A review and validation study of 11 single technology appraisals of IO therapies demonstrated that, although the SPM and PieceW methods performed reasonably well at predicting long-term survival, the long-term survival estimates tended to be underestimated [38]. This is in line with our findings, where the SPM and PieceW methods consistently underestimated nivolumab survival, though at varying degrees.

A limitation of this case study is the limited external validation. Expert validation involved a single clinical expert, and the trials used for comparison used different doses of nivolumab. Involvement of multiple experts could increase the robustness of the survival estimates provided, though it is not clear how many experts would be required to obtain a robust estimate. To partially mitigate this limitation, the expert was asked to provide lower and upper limits to the survival estimates, a method derived from the Sheffield elicitation framework [27]. Furthermore, the expert opinion was only used for validation purposes and not for parametrization of the models, as Bayesian analyses were not within the scope of this study.
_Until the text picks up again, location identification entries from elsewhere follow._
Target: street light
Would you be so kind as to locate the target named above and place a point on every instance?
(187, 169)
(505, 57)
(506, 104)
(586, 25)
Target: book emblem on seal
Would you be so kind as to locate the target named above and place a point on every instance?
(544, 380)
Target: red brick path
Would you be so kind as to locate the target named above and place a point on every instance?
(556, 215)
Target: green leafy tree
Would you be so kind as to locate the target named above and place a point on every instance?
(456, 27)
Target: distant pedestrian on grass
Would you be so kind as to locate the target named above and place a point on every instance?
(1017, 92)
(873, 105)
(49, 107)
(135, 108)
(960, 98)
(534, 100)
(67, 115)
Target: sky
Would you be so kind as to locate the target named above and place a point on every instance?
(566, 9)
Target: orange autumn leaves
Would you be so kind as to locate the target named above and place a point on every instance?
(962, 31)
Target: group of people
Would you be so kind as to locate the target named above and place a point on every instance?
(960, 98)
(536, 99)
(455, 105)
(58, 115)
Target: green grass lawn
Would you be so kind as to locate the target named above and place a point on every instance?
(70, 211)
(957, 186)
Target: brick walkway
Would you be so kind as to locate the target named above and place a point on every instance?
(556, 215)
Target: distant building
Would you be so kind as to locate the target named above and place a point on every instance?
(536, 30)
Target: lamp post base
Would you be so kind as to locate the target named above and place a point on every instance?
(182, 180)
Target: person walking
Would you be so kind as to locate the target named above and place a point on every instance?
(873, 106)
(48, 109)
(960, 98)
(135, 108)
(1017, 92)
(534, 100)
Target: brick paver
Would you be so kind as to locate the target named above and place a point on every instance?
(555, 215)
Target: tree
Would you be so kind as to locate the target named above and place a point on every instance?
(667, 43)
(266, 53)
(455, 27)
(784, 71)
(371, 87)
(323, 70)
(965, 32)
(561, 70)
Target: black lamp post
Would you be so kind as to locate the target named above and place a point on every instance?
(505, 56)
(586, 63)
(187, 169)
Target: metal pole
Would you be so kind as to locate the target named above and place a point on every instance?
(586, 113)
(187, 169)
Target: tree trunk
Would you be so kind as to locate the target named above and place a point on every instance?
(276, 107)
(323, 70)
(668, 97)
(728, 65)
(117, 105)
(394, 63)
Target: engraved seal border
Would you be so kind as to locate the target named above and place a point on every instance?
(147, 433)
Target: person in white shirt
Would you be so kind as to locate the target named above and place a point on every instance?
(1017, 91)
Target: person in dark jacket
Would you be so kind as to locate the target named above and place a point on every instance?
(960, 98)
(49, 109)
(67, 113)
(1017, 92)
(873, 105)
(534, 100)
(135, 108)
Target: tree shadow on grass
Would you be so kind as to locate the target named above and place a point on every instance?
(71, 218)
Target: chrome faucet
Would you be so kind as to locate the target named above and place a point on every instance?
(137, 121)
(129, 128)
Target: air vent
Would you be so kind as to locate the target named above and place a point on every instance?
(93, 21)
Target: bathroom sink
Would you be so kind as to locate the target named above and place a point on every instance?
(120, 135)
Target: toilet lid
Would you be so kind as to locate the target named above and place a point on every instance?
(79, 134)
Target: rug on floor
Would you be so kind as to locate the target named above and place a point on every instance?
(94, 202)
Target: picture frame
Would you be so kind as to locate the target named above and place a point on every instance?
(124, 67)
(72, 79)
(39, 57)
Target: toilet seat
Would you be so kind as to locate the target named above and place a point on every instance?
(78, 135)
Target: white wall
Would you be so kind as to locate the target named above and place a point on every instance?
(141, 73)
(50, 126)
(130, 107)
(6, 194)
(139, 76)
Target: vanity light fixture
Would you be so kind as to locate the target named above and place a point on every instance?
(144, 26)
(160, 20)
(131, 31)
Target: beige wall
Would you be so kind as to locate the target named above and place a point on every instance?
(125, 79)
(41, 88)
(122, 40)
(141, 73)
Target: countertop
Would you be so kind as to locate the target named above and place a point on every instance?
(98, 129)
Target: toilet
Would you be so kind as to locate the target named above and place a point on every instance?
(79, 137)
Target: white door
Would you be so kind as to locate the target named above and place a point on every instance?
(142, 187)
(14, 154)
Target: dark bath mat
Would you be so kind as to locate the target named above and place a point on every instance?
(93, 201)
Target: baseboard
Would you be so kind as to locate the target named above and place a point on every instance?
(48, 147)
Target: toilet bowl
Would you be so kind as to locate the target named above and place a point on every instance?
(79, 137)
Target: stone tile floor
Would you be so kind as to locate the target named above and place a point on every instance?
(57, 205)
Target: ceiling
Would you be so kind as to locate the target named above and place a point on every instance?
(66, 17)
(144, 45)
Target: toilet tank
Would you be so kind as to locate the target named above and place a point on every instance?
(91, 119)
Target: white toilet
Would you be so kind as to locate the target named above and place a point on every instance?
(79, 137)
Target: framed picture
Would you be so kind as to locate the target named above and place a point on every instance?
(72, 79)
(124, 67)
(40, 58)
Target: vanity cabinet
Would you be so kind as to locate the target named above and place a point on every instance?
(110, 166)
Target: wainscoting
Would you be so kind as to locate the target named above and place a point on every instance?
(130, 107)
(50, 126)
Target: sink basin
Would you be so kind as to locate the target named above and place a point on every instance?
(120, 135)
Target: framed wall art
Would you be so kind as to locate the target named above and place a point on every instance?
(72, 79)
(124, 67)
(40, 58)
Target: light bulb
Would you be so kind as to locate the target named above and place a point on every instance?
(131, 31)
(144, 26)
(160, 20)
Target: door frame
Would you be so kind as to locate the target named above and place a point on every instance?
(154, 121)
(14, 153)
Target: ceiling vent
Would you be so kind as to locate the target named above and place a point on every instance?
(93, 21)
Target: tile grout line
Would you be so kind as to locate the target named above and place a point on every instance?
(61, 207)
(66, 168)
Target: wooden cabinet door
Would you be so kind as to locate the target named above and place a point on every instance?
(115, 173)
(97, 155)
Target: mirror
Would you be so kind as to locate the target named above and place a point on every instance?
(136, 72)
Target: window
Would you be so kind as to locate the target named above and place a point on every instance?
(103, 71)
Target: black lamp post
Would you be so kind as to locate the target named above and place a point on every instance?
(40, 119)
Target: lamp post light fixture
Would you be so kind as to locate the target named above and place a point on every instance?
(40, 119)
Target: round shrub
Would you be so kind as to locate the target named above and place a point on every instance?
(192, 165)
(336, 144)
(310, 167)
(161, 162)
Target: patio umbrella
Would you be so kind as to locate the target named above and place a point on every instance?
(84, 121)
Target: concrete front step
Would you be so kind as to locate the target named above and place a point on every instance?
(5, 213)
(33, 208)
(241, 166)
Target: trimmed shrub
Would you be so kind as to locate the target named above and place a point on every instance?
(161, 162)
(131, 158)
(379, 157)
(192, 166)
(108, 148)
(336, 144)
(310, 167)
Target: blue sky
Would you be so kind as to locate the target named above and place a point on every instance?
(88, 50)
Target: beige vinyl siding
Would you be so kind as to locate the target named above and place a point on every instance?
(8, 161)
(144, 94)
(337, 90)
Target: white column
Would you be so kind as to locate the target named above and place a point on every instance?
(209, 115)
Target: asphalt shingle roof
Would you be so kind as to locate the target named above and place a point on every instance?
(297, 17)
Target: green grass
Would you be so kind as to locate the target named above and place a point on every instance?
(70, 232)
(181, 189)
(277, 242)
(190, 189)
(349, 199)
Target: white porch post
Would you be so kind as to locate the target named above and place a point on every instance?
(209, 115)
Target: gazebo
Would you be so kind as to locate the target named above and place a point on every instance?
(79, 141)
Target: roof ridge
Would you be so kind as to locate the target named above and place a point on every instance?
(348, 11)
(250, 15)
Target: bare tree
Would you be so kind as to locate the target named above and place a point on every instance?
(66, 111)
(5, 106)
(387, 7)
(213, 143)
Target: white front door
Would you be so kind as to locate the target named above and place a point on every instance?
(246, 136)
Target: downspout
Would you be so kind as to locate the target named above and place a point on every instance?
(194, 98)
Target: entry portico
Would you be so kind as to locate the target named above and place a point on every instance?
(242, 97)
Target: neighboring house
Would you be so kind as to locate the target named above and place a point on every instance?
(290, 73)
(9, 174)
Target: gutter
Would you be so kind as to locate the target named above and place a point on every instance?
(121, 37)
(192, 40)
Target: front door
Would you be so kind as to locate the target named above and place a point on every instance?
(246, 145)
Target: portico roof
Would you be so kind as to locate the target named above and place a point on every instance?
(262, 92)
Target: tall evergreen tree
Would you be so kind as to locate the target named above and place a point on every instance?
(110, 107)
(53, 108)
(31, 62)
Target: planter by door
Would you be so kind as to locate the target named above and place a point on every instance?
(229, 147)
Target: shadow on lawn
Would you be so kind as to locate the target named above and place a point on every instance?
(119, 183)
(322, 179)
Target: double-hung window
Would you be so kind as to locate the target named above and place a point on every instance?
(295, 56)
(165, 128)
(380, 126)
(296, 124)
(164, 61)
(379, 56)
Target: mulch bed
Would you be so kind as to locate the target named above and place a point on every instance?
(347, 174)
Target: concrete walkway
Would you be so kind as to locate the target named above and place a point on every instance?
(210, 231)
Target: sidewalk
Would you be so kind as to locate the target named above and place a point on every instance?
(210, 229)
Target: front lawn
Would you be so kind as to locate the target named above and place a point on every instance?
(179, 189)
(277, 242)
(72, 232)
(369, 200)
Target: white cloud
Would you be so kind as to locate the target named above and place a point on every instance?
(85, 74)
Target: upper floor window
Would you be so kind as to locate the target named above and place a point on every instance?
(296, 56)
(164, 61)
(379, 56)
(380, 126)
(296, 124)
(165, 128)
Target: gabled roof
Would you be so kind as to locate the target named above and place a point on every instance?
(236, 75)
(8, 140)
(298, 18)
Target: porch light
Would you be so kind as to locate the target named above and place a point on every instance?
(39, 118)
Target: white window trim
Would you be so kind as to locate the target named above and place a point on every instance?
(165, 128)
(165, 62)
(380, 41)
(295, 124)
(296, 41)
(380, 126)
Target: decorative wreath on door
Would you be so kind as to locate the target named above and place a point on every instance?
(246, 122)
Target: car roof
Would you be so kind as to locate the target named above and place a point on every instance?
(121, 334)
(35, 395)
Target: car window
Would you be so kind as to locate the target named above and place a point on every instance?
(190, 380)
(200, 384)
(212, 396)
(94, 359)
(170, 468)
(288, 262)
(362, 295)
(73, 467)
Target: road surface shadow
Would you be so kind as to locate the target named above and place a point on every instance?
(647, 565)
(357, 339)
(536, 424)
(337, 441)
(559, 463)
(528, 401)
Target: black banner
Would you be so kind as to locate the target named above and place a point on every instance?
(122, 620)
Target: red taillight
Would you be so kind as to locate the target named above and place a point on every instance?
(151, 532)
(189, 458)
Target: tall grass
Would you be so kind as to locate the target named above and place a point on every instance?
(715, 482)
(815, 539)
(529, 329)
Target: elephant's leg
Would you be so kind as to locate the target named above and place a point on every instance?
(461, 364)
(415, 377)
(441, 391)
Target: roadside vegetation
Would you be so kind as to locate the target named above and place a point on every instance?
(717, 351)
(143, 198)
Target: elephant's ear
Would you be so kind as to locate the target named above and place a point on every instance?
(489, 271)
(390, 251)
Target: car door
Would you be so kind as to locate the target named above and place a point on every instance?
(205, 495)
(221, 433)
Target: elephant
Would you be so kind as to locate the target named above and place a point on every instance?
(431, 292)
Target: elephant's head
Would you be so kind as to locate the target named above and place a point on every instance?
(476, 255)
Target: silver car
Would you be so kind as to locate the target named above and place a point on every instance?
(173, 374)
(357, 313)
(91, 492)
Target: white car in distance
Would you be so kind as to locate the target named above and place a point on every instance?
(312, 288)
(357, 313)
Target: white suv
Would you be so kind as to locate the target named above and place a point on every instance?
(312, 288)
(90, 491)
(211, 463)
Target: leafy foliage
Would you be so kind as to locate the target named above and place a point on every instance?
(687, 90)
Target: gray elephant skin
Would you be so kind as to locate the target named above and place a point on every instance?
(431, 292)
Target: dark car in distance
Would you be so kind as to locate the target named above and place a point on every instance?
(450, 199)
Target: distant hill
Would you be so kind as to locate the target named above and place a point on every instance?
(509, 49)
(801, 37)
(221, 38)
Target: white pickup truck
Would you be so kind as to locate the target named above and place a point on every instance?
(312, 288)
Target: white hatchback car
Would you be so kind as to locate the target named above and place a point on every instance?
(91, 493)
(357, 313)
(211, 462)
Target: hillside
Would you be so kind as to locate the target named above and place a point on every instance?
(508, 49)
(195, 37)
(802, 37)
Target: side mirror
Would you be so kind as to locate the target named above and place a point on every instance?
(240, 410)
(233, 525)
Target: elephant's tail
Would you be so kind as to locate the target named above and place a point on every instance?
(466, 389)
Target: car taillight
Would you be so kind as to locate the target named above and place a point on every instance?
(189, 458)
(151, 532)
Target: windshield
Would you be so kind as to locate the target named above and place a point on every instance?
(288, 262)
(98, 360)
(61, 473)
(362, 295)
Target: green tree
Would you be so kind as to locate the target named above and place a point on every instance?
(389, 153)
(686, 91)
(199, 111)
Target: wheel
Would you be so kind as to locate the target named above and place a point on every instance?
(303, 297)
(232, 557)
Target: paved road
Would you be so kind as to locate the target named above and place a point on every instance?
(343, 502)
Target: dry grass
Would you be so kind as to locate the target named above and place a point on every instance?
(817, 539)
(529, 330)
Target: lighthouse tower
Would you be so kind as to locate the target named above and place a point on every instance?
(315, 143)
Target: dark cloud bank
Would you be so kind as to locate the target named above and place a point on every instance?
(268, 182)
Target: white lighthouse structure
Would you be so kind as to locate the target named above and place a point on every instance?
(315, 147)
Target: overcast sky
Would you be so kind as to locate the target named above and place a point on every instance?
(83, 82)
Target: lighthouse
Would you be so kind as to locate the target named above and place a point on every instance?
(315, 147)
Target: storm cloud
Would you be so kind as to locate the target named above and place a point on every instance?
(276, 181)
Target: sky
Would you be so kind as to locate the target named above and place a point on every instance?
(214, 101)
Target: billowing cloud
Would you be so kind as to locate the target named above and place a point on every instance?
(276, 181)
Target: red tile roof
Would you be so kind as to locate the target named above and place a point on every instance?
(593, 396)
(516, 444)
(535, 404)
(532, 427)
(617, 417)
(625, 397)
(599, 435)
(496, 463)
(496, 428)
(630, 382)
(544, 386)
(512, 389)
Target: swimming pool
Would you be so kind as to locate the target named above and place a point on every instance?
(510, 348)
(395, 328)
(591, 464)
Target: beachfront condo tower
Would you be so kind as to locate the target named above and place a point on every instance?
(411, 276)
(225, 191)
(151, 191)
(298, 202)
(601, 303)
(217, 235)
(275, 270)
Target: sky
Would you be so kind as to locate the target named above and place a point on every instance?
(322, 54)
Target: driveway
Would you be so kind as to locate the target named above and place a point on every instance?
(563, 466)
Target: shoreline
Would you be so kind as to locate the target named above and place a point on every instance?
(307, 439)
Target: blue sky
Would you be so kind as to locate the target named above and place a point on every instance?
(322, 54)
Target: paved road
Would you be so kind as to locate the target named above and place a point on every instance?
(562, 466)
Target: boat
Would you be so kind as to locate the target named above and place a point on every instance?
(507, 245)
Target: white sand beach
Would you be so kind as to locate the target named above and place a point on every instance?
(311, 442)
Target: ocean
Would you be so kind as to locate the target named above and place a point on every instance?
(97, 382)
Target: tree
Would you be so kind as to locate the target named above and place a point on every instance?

Investigating the robustness of clinical expert opinion and evaluating formal frameworks for eliciting such input is an area of ongoing research [27, 39].

To ensure consistency of the analysis, external data were not used in determining the best performing distributions beyond a visual assessment of face validity. In practice, the plausibility of the survival extrapolation receives substantial scrutiny. An additional important point of future research would be the evaluation and validation of using external data, such as real-world data, to inform survival extrapolations. External data may be leveraged in multiple ways, ranging from inputs for model parametrization to model validation, but there is a paucity of evidence on which methods are robust and valid in the context of survival extrapolations in oncology. Given the potential value of external inputs such as real-world data, especially for the more complex survival extrapolation methods, further research is warranted.

5 Conclusion

This case study in pre-treated aRCC found that the accuracy of OS predictions for nivolumab differed considerably between extrapolation methods, whereas predictions for everolimus were generally accurate. Furthermore, all methods underestimated survival for nivolumab, except for MM. This adds to the growing evidence that suggests that the extrapolation method required for IO therapies may need different considerations than for therapies with other mechanisms of action, such as targeted therapies or chemotherapies.

Of special note is the poor performance of the PieceW-exp method, irrespective of the maturity of the dataset. Thus, use of the PieceW-exp method should be discouraged for extrapolating IO monotherapy, unless robust contrary evidence for the use of this approach is presented.

Methods providing more degrees of freedom in the extrapolation, such as RBLM and MM, provided accurate survival estimates based on the 39-month DBL but did not outperform the dependent log-logistic SPM in this case study. The dependent log-logistic SPM performed better than the RBLM and MM, based on the 15-month and 27-month DBLs. This may be due to the use of subsequent IO therapies, which could have biased survival in the everolimus arm. As data matured, the survival estimates from the RBLM and MM methods changed considerably, partly driven by a change in the selection of the best functional form. This highlights the need to include external evidence to inform the parametrization of these extrapolation methods that allow for more degrees of freedom.